Hedge fund’s profitable Big Short shows why demand is surging to use alternative data in guiding investment strategies
- What happens in China has rarely been more important for global money managers
- Interest in Chinese data has been particularly strong as money managers try to get an early read on efforts to contain the virus and reboot the world’s second-largest economy
Before the coronavirus sent stock markets tumbling at the fastest pace since the 2008 financial crisis, Dymon Asia Capital (Singapore) sensed trouble.
The hedge fund firm was combining information on past outbreaks with a raft of so-called alternative data, including Google searches in the US and daily readings from China on everything from road congestion to flight schedules and test-kit availability. The numbers convinced Dymon to take short positions against the S&P 500 and an index of Chinese stocks in Hong Kong, trades that would become its biggest money makers in February and March.
“It was clear the market was underpricing the impact of Covid-19,” Danny Yong, Dymon’s chief investment officer, said in an interview. The firm’s flagship US$2 billion Dymon Asia Macro Fund has climbed about 40 per cent this year.

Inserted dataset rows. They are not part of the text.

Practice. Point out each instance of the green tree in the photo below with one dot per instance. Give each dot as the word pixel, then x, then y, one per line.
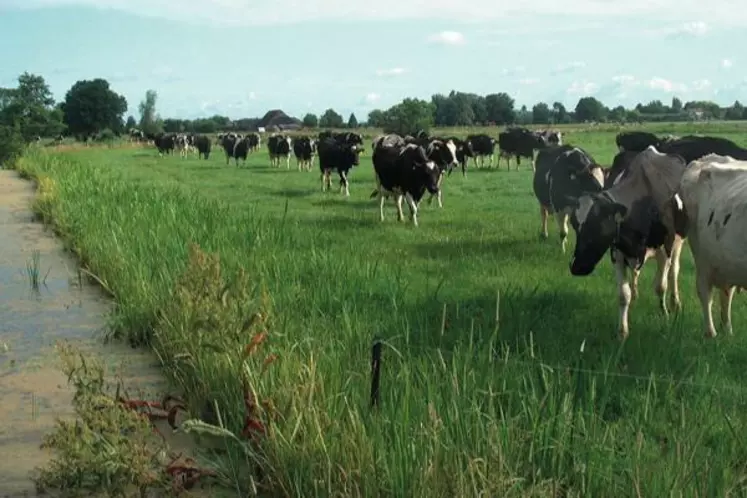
pixel 310 121
pixel 376 118
pixel 408 117
pixel 29 109
pixel 590 109
pixel 90 106
pixel 541 113
pixel 500 108
pixel 330 119
pixel 150 121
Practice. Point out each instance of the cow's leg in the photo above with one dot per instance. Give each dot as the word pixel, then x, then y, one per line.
pixel 561 217
pixel 663 263
pixel 544 214
pixel 703 286
pixel 675 273
pixel 413 208
pixel 624 294
pixel 726 296
pixel 400 214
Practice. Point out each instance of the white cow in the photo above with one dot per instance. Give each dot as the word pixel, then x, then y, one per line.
pixel 713 197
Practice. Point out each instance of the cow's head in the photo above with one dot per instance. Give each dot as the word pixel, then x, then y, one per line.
pixel 596 220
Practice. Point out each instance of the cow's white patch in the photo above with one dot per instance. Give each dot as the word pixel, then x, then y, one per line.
pixel 598 175
pixel 585 203
pixel 678 201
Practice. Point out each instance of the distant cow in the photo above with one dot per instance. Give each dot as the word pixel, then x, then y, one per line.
pixel 635 218
pixel 692 147
pixel 482 146
pixel 336 156
pixel 635 141
pixel 404 172
pixel 279 146
pixel 562 174
pixel 304 149
pixel 203 146
pixel 518 142
pixel 713 198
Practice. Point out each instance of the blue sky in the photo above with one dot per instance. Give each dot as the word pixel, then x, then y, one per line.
pixel 241 58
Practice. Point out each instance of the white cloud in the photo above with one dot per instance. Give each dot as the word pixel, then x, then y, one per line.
pixel 657 83
pixel 266 12
pixel 582 88
pixel 569 67
pixel 395 71
pixel 447 38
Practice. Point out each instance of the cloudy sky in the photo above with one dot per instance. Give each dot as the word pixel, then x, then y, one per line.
pixel 242 57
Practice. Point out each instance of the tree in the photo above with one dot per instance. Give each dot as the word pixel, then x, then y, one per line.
pixel 310 121
pixel 150 122
pixel 676 105
pixel 91 106
pixel 408 117
pixel 590 109
pixel 28 109
pixel 330 119
pixel 376 118
pixel 541 113
pixel 499 108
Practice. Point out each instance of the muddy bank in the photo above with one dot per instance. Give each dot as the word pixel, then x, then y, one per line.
pixel 33 390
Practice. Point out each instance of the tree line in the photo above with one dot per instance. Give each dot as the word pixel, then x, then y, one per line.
pixel 91 109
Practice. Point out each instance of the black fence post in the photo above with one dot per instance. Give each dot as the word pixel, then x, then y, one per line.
pixel 375 372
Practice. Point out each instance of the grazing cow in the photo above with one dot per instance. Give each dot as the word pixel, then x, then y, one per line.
pixel 635 141
pixel 165 143
pixel 713 197
pixel 635 218
pixel 228 142
pixel 336 156
pixel 482 146
pixel 518 142
pixel 254 141
pixel 692 147
pixel 279 146
pixel 241 150
pixel 562 174
pixel 203 146
pixel 404 172
pixel 304 149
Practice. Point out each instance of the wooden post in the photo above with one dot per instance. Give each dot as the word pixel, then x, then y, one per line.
pixel 375 372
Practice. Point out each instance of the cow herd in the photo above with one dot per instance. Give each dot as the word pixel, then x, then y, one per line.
pixel 656 193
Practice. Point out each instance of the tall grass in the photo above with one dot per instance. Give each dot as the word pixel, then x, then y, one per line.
pixel 539 402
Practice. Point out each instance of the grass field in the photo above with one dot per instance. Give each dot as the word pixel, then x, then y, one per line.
pixel 544 402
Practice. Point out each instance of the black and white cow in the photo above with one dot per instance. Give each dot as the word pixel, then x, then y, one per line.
pixel 203 146
pixel 336 156
pixel 562 174
pixel 404 172
pixel 304 149
pixel 482 146
pixel 518 142
pixel 634 220
pixel 279 146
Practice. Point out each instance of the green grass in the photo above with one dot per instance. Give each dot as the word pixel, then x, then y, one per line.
pixel 544 401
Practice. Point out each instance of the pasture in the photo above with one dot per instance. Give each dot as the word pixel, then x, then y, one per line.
pixel 502 374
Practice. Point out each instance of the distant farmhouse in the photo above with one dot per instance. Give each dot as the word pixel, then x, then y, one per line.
pixel 277 120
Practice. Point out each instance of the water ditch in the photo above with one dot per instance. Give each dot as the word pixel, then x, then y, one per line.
pixel 63 306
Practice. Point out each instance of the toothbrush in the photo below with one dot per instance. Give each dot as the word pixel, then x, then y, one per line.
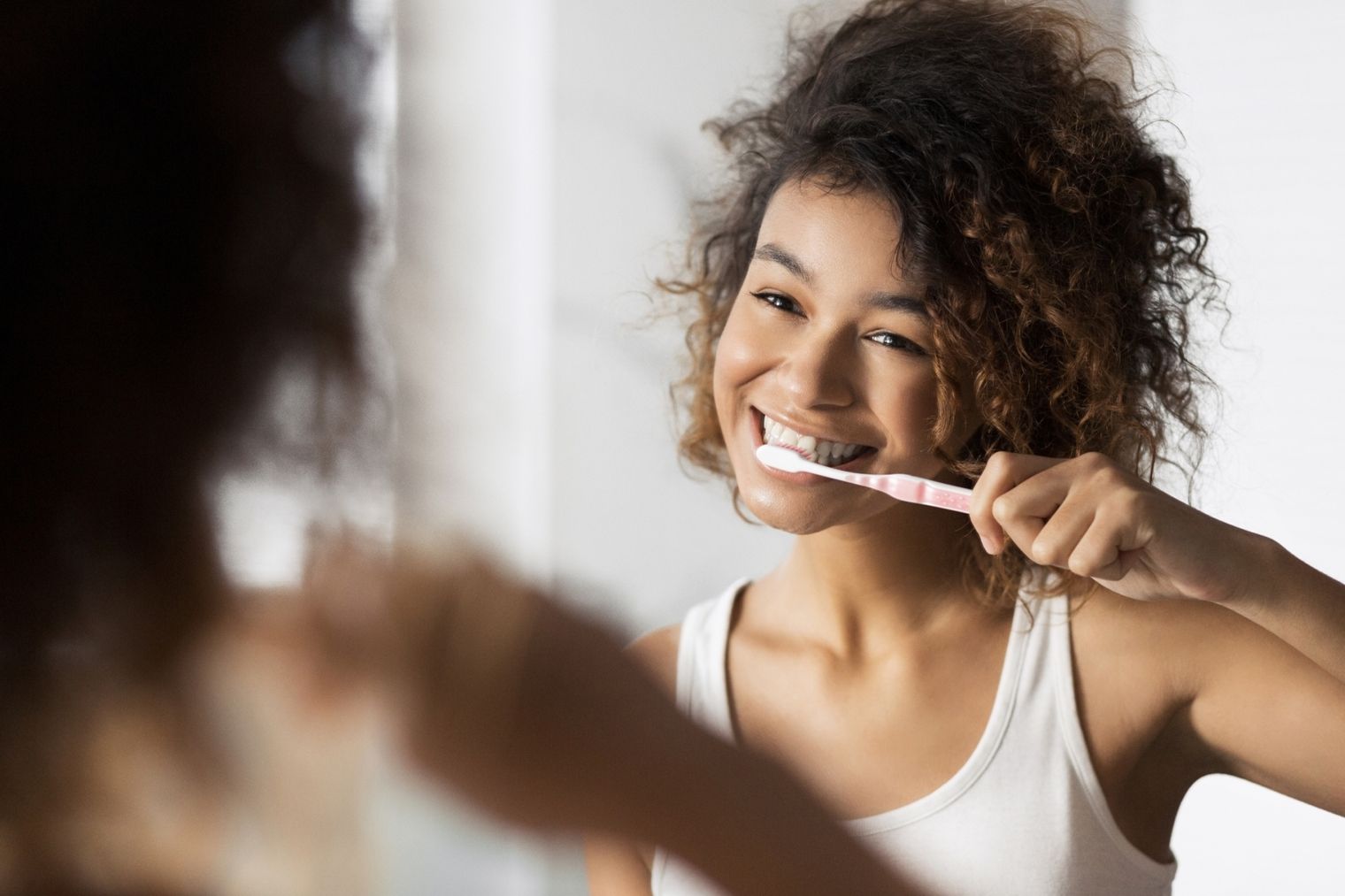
pixel 900 486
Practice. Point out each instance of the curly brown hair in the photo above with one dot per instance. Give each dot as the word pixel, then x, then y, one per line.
pixel 1056 234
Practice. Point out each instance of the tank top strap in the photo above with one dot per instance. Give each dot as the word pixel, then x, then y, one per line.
pixel 703 689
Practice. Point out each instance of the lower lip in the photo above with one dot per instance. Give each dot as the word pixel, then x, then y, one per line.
pixel 796 478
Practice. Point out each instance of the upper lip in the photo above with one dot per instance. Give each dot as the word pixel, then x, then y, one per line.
pixel 803 429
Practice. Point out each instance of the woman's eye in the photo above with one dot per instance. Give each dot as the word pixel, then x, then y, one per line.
pixel 776 300
pixel 894 341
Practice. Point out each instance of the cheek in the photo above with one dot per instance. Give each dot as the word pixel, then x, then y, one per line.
pixel 737 359
pixel 910 408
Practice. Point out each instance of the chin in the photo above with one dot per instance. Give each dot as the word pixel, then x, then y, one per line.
pixel 791 514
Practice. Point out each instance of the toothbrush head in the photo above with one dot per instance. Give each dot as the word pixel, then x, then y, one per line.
pixel 783 459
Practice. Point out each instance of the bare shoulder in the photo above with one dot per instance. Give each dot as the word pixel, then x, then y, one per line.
pixel 657 653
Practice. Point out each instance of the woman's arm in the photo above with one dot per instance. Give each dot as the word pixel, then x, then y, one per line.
pixel 1303 606
pixel 1264 686
pixel 1094 518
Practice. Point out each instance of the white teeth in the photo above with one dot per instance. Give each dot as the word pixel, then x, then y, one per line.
pixel 818 449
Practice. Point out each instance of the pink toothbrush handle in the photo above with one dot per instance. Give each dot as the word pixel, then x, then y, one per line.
pixel 935 494
pixel 915 490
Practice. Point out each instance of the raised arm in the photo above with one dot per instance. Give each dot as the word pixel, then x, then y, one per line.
pixel 1264 701
pixel 1091 517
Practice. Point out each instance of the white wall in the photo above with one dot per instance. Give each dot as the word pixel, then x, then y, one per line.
pixel 1261 109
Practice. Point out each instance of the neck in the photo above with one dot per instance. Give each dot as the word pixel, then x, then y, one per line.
pixel 880 584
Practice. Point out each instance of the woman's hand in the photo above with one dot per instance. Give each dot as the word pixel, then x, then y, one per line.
pixel 1099 521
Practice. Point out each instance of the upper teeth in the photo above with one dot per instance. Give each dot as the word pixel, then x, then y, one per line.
pixel 818 449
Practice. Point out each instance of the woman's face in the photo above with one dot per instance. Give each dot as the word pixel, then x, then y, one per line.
pixel 826 348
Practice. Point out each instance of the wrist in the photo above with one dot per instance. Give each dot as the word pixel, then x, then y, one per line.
pixel 1261 563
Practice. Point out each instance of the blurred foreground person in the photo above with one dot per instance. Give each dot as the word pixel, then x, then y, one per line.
pixel 181 227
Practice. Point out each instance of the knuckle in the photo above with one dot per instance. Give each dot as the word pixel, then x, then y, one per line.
pixel 1081 567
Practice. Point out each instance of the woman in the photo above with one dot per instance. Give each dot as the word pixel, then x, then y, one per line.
pixel 951 250
pixel 181 227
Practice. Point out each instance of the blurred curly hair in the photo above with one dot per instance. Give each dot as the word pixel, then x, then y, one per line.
pixel 1056 235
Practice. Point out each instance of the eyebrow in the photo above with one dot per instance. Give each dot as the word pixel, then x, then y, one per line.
pixel 783 257
pixel 882 300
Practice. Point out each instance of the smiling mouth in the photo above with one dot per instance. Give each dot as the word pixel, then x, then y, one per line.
pixel 819 451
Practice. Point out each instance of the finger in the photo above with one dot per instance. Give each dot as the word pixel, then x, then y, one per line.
pixel 1059 539
pixel 1110 547
pixel 1003 472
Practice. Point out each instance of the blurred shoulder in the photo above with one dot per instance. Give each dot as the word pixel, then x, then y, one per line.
pixel 657 653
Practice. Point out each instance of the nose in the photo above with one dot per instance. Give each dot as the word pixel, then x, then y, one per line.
pixel 818 371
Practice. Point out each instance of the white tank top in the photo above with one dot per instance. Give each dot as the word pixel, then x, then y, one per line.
pixel 1026 814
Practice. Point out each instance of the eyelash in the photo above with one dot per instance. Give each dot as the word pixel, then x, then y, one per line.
pixel 884 338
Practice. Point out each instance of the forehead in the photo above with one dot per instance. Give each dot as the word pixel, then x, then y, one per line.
pixel 837 235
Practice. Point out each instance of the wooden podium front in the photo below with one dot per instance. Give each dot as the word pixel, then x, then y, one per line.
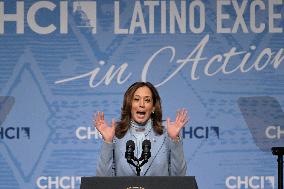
pixel 156 182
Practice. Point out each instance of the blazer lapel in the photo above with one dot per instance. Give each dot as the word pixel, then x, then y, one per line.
pixel 157 141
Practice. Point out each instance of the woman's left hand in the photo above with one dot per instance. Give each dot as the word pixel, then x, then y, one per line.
pixel 175 127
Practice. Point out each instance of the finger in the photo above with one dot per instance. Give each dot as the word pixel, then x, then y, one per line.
pixel 113 123
pixel 168 121
pixel 103 116
pixel 178 117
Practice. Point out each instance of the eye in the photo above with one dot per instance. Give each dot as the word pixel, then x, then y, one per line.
pixel 148 100
pixel 136 99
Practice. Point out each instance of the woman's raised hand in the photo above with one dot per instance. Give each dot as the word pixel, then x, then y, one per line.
pixel 102 126
pixel 175 127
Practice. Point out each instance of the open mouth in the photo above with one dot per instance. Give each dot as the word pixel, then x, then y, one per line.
pixel 141 113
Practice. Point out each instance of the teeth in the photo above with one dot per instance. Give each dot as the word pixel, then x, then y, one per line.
pixel 141 113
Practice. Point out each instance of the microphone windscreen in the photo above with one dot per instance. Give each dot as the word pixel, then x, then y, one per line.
pixel 130 144
pixel 146 143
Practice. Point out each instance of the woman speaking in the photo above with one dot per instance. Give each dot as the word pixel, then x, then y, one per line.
pixel 141 120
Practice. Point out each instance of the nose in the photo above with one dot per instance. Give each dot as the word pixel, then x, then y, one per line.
pixel 141 103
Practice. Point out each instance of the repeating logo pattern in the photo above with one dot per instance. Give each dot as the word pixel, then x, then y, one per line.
pixel 62 61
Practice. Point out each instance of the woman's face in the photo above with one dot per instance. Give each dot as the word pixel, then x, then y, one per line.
pixel 142 105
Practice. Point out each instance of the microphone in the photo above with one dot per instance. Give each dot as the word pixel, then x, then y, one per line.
pixel 146 147
pixel 130 147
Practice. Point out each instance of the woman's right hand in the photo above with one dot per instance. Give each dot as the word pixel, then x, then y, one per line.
pixel 102 126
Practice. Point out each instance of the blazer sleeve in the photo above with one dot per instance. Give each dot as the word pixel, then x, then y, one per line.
pixel 177 162
pixel 105 163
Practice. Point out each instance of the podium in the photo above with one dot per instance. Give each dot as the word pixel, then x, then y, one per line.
pixel 145 182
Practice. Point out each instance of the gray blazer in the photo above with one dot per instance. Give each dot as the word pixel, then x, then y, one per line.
pixel 167 158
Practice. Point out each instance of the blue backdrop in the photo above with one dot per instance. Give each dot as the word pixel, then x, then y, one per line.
pixel 62 61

“After the outbreak, we saw a spike in demand for data to show what was really happening in China,” said Hong Kong-based Heatherm Huang, co-founder of Measurable AI, a company that tracks business receipts sent via its email-aggregator service. “Now, investors want to know how fast Chinese companies and the economy can recover.”
What happens in China has rarely been more important for global money managers. But the time lag between government data and the fast-changing reality on the ground – along with official attempts to play down bad news during the early stages of the coronavirus outbreak – have made an already opaque economy even more difficult to parse. That may be one reason why many investors initially underestimated the fallout.